Shirley’s conversation with the duck ended well enough. The repercussions of his little trip have yet to be determined.

But since Shirley can’t leave well enough alone, he just started a Serious Talk with his wife’s ward Esperanza (the GM’s non-player-character). It’s a risk for him, a major one—but he’s an honourable chap and he hasn’t much (honourable) choice in the matter.

Classic Li would be to shrug it off, but I’m kinda hoping that isn’t what’s going to happen. I’m fearing a replay of that truly dreadful moment in Star Trek: Voyager when an outraged Chakotay faced with the latest spy begged to know if anyone on his Maquis ship was actually working for him, an artifact of the “we have a secret so let’s overuse it” school of plot management.

We shall see. Li’s a better plotter than that.

Conversations with a duck

Wednesday, March 19th, 2003

Of course Shirley expected lots of odd things to happen to him during the Grand Ellipse.

He didn’t expect to be holding a conversation with a duck. In Russian.

Don’t ask. You don’t want to know. Yes, he’s on something; no, what he’s on isn’t alcoholic.

He’s being a good little stoner and going with the flow, for lack of anything better to do…

Update: Li has posted the entire conversation, such as it was. I’m afraid that Shirley’s savoir-faire doesn’t really extend to conversations with precognitive waterfowl in a language in which he’s not entirely fluent. (Precognitive? Well, if the duck is talking about the Tunguska meteor strike, it won’t happen for another twenty-five or so years. I don’t think ducks live that long. Avian metempsychosis?)

Ah, well. At least it’s clear he isn’t Russian. Fate worse than death, that. To an Evenk, anyway.

Update 2 Oh, and if you look, the conversation contains a truly gigantic hint as to the nature of Shirley’s MacGuffin. Nobody’s guessed what that is yet. (Other than Alisa/Margaret, of course.)

The taiga

Thursday, March 13th, 2003

Shirley and Margaret are getting through Siberia as best they can.

Shirley has come down with a miserable chest cold, and in the process of treating it he horrified his guides by unintentionally ticking off the hearth spirit. Thoroughly chastened, he apologized and listened carefully to the prohibitions they laid on him.

I’d say that the spirits sent the cold if he hadn’t had it before he ticked them off. Of course, he might have done something beforehand… but that way lies madness, and Shirley is too wretched right now to care. Though his wife is of course taking very good care of him; it pays to marry a doctor.

He and Margaret are currently unraveling the mystery of the child accompanying them; they initially thought it a case of abuse, but matters are more complicated than that.

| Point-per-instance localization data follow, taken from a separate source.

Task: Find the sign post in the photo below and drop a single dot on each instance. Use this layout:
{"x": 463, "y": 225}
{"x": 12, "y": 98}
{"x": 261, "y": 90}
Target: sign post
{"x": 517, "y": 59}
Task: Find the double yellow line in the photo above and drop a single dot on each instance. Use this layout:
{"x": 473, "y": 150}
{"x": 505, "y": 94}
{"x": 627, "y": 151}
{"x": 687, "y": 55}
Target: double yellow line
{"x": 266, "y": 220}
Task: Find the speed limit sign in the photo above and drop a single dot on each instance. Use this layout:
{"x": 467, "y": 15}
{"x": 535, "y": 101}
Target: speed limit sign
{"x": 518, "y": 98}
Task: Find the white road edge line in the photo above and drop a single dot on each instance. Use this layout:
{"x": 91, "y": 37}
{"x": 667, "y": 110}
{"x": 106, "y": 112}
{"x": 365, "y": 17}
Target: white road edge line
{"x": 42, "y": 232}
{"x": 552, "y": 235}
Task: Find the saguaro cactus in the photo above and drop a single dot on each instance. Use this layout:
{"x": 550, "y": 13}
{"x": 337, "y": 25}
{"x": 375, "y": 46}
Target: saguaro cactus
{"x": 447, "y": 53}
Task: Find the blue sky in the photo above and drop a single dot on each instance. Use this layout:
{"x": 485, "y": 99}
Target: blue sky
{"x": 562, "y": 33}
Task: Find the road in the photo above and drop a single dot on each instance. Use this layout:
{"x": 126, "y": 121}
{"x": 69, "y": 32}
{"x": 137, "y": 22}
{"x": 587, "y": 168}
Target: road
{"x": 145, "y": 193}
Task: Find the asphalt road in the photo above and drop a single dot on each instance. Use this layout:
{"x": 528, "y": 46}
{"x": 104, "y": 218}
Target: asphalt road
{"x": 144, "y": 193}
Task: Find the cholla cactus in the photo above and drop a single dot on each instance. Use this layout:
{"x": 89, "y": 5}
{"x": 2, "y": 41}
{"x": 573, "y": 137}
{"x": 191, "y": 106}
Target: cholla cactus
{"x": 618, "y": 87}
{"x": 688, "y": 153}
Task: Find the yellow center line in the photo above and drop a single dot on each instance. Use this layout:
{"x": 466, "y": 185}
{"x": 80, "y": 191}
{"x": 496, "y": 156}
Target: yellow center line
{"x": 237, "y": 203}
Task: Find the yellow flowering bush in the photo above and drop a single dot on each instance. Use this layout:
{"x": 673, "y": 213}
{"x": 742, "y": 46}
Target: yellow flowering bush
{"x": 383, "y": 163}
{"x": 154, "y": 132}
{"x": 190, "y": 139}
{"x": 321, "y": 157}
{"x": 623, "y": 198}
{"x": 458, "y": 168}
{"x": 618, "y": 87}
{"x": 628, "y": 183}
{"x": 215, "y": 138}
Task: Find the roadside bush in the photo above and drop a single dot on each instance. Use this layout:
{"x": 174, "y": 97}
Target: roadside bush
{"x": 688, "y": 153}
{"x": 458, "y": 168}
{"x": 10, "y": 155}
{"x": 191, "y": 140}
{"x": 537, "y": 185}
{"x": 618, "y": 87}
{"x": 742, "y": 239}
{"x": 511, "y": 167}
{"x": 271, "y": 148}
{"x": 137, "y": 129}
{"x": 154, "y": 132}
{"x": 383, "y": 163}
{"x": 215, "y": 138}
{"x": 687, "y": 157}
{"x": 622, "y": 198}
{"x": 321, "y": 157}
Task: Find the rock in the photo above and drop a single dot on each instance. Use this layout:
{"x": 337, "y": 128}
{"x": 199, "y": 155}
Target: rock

At least Shirley’s native caution kept them from hasty (and incorrect, it now seems) accusations.

Debate is apparently raging among the guides as to whether Shirley, Margaret, and Esperanza have souls. Apparently Russians do not. They might; they are at least not Russian. Jury is still out, however.

Look out, Siberia

Tuesday, March 4th, 2003

The latest London Times is up.

I knew Li wouldn’t leave Percy cooling his heels in custody (and no, GM favoritism to her husband is not the reason). I did not expect that Addison would get free also, in Parts Unknown (read the article carefully; it’s posted from the Netherlands, but nowhere is the actual place of prisoner transfer stated).

And Shirley, Margaret, and Esperanza are heading blithely out into Siberia knowing none of this; they left Vladivostok on April 10th or 11th. Whee! I can at least hope that Vroomfondel doesn’t get to read Shirley’s tweak of him. (Though if Vroomfondel tries to mess with Shirley, and even more if he tries to mess with Margaret, Shirley may surprise him.)

Not to mention that Shirley is going to be, er, distressed to find out that a fellow Ellipsoid went down in Osaka. Bad, bad, very bad. Where the devil was Scotland Yard, he will want to know.

Shirley’s less-than-wholly-approbatory comments vis-a-vis the dirigible had more to do with Shirley’s galloping acrophobia than anything else. I personally think somebody squealed about it to Basil Cartwright, who grilled them unmercifully about the dirigible and hardly so much as mentioned their marriage. (Though I also think there’s a plot point lurking there with regard to Selena Theopolis.)

Siberia is an ugly place about to get uglier.